Since proof is nearly impossible, discussions of the writer’s intentions are not especially profitable. Instead let’s restrict ourselves to what he did do and, more important, what we readers can discover in his work.Rather than obsessing on the author's intentions and what message they were conveying, I realized that it was more about how I perceived the writing. My focus should've been how the writings and symbols affected my view of the author's message/theme. The book provided a lot of great examples for symbolism, intertextuality, and writing techniques. It made a lot of connections that I recognized but never consciously thought about. How to Read like A Professor was the perfect guide for analyzing literature. It provided for me the opportunity to branch off and explore literature on my own.
After I grasped how to analyze literature, we read how to read The Nuts and Bolts of College Writing which changed how I viewed writing. I learned that the “pompous style” wasn’t always the way to go. Though I was so used to writing formally and using thesaurus.com way almost religiously, being concise was the way to go. The novel definitely clarified how to properly use punctuation and essay structure.

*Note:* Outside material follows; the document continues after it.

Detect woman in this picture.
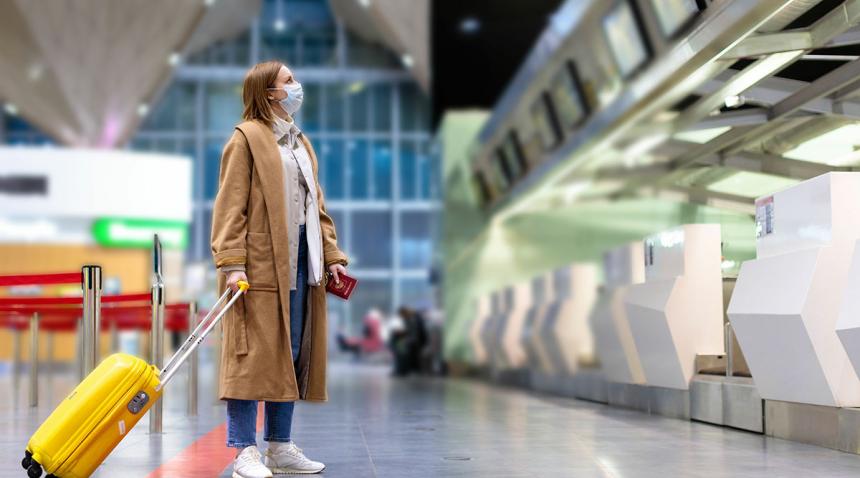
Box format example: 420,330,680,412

Now that we could closely read and write about our analysis on literature, we started to learn about DIDLS in class. Though I already knew much about that, reading “I Hear America Singing” and “I, Too, Sing America” helped solidify that. While it was easy for me to see how everything else could add to a story's meaning/ theme, I couldn't see that in syntax. I could identify short sentences from long ones. I could see if interrupters were used. I recognized where conjunctions or what punctuation marks were used. How did any of that affect the story and even then how did it add to the theme? All of that clicked for me when I read the syntax as style and we did the activities in class. After reading Edgar Allen Poe's "The Tell-Tale Heart," I could see how syntax added to the story. Longer sentences that became shorter sentences toward the end signified the loss of rationality and sanity the narrator felt as he slowly began to feel the weight of the murder. The use of interrupters depicted how the scattered the narrator's mind was and how he was losing grasp on reality. I learned that syntax can affect tone, mood, imagery, and many more techniques which in turn adds to the meaning/theme. I realized that syntax is best looked at when its interconnected with other devices rather than looking at it individually.
Throughout the course, we worked with literary terms, textbook activities, and close reading. These are extremely helpful for essays and how authors use many devices to get their point across. After reading “A Jury of Her Peers,” “The Bet,” and “A Supermarket in California, I realized how every author can create a unique message with even with similar techniques. The games were very fun and definitely allowed me to bond with other people (Rachel messed up our Quizlet Live game every time so Sean, Jamie, and I had a good laugh over that). The terms and the textbook reading helped illustrate how broad the realm of literature. There are so many types of proses and poems. There's different types of sentence and plot structures. They aided me in understandering how vast and different every author's work is.